FWIW, the author appears to be the founder or former founder of Licensy - you can guess what it's about, so I wouldn't take the article as a neutral legal opinion anyway.

@DennisP 4d
If it weren't for our dumb copyright laws, we could train AI on all the world's books and scientific papers instead of whatever's available online, and take the next great leap in human progress.
@fooker 3d
If it's a useful technology, no amount of lawyering will stop it.

If you don't have it, your competitors will, and your people will use the competitors software anyway.

@guardiangod 3d
What distinguishes a transformation function like a human (20+ years of education with different input->output) vs a transformation function of a computer? (20k hours of training->output)

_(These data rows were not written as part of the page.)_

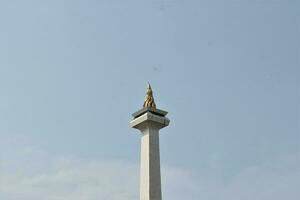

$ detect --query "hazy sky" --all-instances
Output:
[0,0,300,200]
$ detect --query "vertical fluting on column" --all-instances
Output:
[130,84,170,200]
[140,126,161,200]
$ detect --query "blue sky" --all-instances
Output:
[0,0,300,200]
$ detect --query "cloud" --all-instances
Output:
[0,134,300,200]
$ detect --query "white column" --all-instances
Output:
[131,112,169,200]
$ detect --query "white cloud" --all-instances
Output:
[0,135,300,200]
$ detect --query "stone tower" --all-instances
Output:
[130,83,170,200]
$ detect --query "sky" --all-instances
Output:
[0,0,300,200]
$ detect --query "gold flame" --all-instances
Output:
[143,83,156,108]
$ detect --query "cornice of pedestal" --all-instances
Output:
[130,111,170,129]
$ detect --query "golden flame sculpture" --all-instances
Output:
[143,83,156,108]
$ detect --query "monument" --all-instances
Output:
[130,83,170,200]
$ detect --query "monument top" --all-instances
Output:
[132,82,168,118]
[143,82,156,108]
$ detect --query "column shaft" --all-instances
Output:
[140,126,161,200]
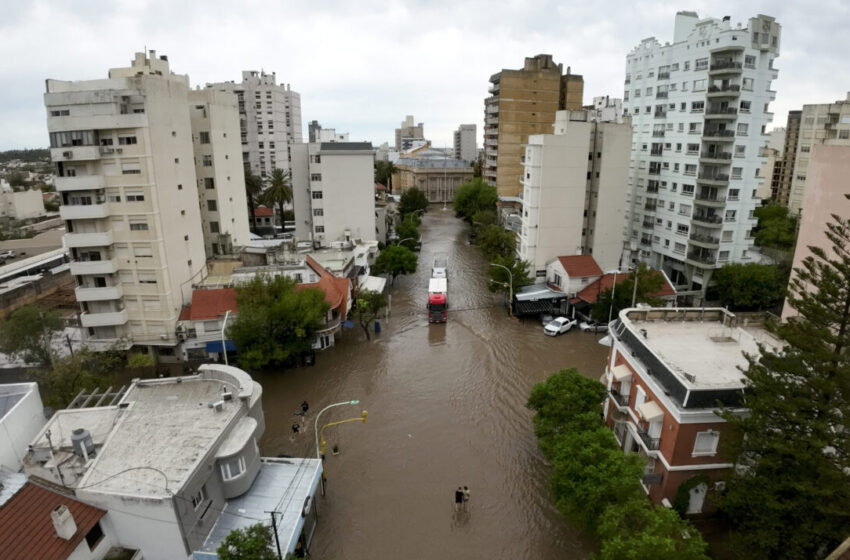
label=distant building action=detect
[292,142,377,247]
[0,179,47,220]
[517,107,632,283]
[454,124,478,163]
[395,115,425,151]
[483,54,584,196]
[207,70,303,177]
[603,308,780,514]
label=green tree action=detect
[590,263,666,321]
[260,169,292,226]
[721,211,850,559]
[0,305,63,367]
[475,224,516,261]
[227,276,328,369]
[245,169,263,233]
[398,187,428,216]
[753,204,797,251]
[487,256,532,293]
[712,263,788,311]
[34,348,125,409]
[354,290,387,340]
[216,523,277,560]
[452,178,499,221]
[372,245,418,282]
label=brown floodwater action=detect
[255,208,607,560]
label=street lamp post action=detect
[221,309,230,366]
[490,263,514,317]
[313,400,360,496]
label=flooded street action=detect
[255,211,607,560]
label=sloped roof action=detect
[0,482,106,560]
[570,270,676,303]
[558,255,602,277]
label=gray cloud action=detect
[0,0,850,149]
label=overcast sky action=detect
[0,0,850,149]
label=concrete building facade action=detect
[207,70,303,178]
[292,142,377,247]
[624,12,780,295]
[483,54,584,196]
[44,51,206,358]
[517,111,632,283]
[454,124,478,163]
[189,89,250,257]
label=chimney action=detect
[50,505,77,541]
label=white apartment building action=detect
[292,142,377,247]
[189,89,255,256]
[518,107,632,283]
[623,12,780,293]
[44,51,206,357]
[454,124,478,162]
[780,92,850,215]
[207,70,303,177]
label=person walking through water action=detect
[455,486,463,511]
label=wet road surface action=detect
[255,208,607,560]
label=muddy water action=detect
[258,208,606,560]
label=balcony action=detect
[688,233,720,249]
[691,214,723,228]
[71,259,118,276]
[54,175,104,192]
[80,309,127,328]
[637,428,661,451]
[706,85,741,97]
[705,107,738,119]
[50,146,100,161]
[74,285,124,301]
[63,231,112,249]
[59,203,109,220]
[702,129,735,142]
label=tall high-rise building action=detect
[777,93,850,215]
[454,124,478,162]
[483,54,584,196]
[292,142,377,247]
[518,111,632,276]
[44,51,217,357]
[395,115,425,151]
[624,12,780,292]
[207,70,303,177]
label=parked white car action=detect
[543,317,578,336]
[578,321,608,332]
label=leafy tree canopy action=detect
[227,276,328,369]
[0,305,62,367]
[216,523,277,560]
[372,245,418,281]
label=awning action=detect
[637,401,664,422]
[611,364,632,381]
[207,340,236,353]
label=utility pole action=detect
[266,510,283,560]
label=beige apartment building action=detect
[189,89,255,256]
[44,51,247,359]
[483,54,584,196]
[778,93,850,215]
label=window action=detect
[192,486,207,509]
[221,456,245,480]
[692,430,720,455]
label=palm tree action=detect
[245,169,263,233]
[260,169,292,228]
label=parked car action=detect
[543,317,578,336]
[578,321,608,332]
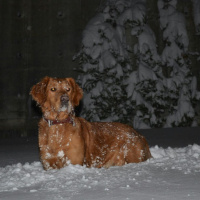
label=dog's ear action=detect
[30,76,50,105]
[67,78,83,106]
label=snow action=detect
[0,140,200,200]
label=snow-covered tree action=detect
[75,0,200,128]
[124,1,167,128]
[73,1,131,121]
[158,0,199,127]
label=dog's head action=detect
[30,77,83,113]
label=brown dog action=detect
[30,77,151,170]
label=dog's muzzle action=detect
[60,94,69,106]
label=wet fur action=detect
[30,77,151,170]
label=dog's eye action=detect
[51,88,56,92]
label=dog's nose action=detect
[60,94,69,103]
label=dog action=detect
[30,77,152,170]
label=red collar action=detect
[43,116,75,127]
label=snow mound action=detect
[0,144,200,200]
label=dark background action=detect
[0,0,102,137]
[0,0,200,137]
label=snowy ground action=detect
[0,129,200,200]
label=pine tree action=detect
[158,0,198,127]
[124,1,167,128]
[73,1,131,122]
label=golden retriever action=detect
[30,77,151,170]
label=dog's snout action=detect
[60,94,69,103]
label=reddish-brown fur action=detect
[30,77,151,170]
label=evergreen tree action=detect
[73,1,131,122]
[124,1,167,128]
[158,0,199,127]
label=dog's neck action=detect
[43,114,76,127]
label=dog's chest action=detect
[46,124,72,149]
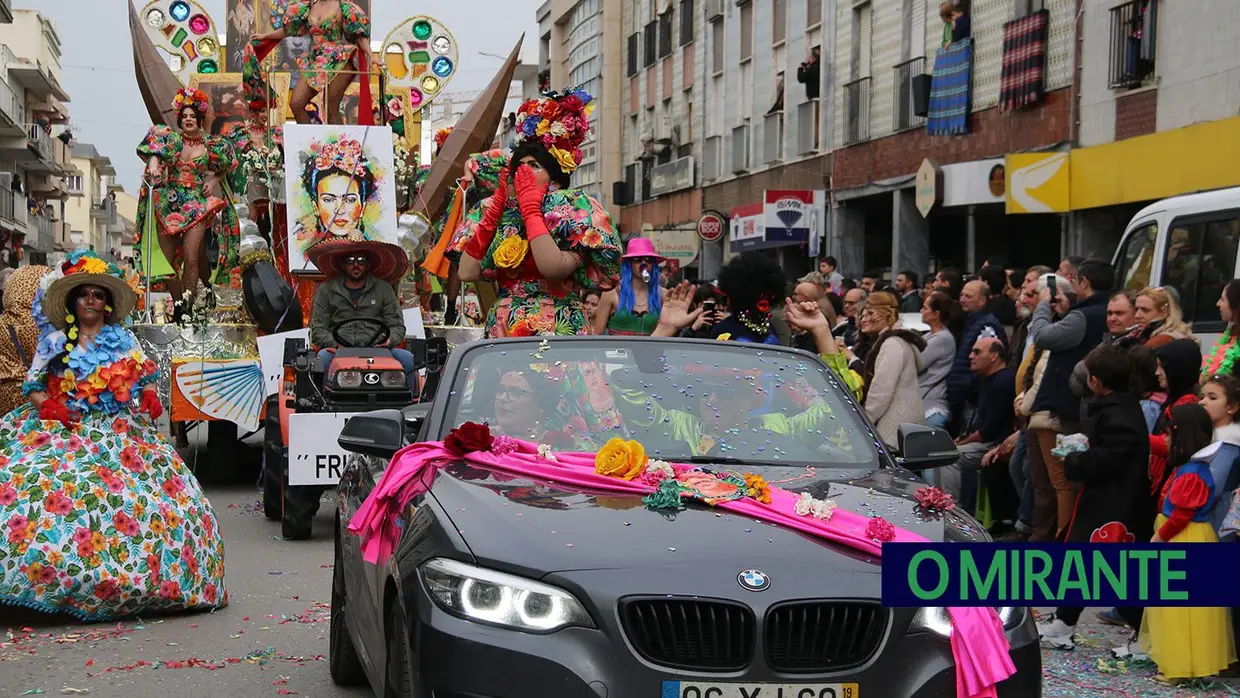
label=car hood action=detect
[430,464,945,577]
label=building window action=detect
[1110,0,1158,88]
[645,22,658,68]
[711,17,724,76]
[681,0,693,46]
[658,10,672,58]
[805,0,822,29]
[771,0,787,46]
[740,2,754,61]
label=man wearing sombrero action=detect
[594,238,667,337]
[310,241,414,377]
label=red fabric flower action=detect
[913,487,956,511]
[444,422,495,456]
[1089,521,1137,543]
[866,516,895,543]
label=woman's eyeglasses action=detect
[495,386,534,402]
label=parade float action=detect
[128,0,523,481]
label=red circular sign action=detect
[698,213,728,242]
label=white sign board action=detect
[258,330,310,397]
[289,412,353,485]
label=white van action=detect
[1114,187,1240,351]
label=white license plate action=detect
[661,681,858,698]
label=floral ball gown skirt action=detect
[0,404,228,621]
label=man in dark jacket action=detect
[1038,347,1154,650]
[947,281,1007,420]
[796,46,822,99]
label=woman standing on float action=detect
[0,252,228,621]
[594,238,666,337]
[135,89,241,307]
[450,89,620,337]
[250,0,383,124]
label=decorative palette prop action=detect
[172,358,267,431]
[138,0,223,84]
[381,15,458,109]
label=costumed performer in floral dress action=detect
[450,89,620,337]
[0,267,52,414]
[134,89,241,307]
[419,148,508,325]
[250,0,383,124]
[0,252,228,621]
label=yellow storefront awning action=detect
[1069,117,1240,211]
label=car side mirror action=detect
[898,424,960,470]
[336,409,404,460]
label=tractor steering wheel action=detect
[331,317,392,348]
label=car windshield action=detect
[440,337,879,470]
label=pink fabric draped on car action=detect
[348,439,1016,698]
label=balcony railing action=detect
[26,124,56,164]
[1109,0,1158,88]
[844,78,872,145]
[892,56,930,131]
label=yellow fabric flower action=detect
[549,148,577,175]
[745,472,771,505]
[82,257,108,274]
[594,439,646,480]
[495,236,529,269]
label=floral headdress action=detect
[172,87,208,114]
[515,88,594,174]
[310,138,367,176]
[435,126,453,149]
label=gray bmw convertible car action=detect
[330,337,1042,698]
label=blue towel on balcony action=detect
[926,38,973,135]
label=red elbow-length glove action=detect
[463,167,508,262]
[513,165,551,242]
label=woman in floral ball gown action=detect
[0,252,228,621]
[450,89,620,337]
[250,0,383,124]
[134,89,241,307]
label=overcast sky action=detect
[12,0,542,193]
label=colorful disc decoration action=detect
[138,0,219,84]
[383,15,459,102]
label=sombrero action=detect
[43,249,138,330]
[309,241,409,284]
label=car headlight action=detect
[335,371,362,388]
[419,558,594,632]
[909,606,1025,637]
[379,371,409,388]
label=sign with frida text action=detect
[289,412,352,485]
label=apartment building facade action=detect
[826,0,1078,279]
[535,0,625,217]
[0,10,76,267]
[64,143,124,255]
[621,0,835,279]
[1068,0,1240,329]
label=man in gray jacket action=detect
[310,243,414,386]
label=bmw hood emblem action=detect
[737,569,771,591]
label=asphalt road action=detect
[0,487,373,698]
[0,486,1220,698]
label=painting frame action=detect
[284,124,399,274]
[190,73,293,135]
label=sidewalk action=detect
[1038,609,1240,698]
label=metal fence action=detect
[844,78,872,145]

What about musician training? Movie directors?

@dataviz1000 3d
They output the most likely token (unless I'm mistaking) which means tools like ChatGPT are the ultimate prior art machines. They answer what is the most parallel amongst similar sources.For example, when I ask ChatGPT to build a state machine, the state machine it attempts to build is the sum of all prior art not any one specific copyrighted machine.
@gmuslera 3d
Probably the biggest copyright infringement is related to open licenses. Is the kind of code easier to scrape, but which licenses have some restrictions on how it can be used, like including the license file or that the code that you based on it must have the same freedoms as the original code (I.e. not using it in closed source commercial programs).

Probably the same goes for open content licenses.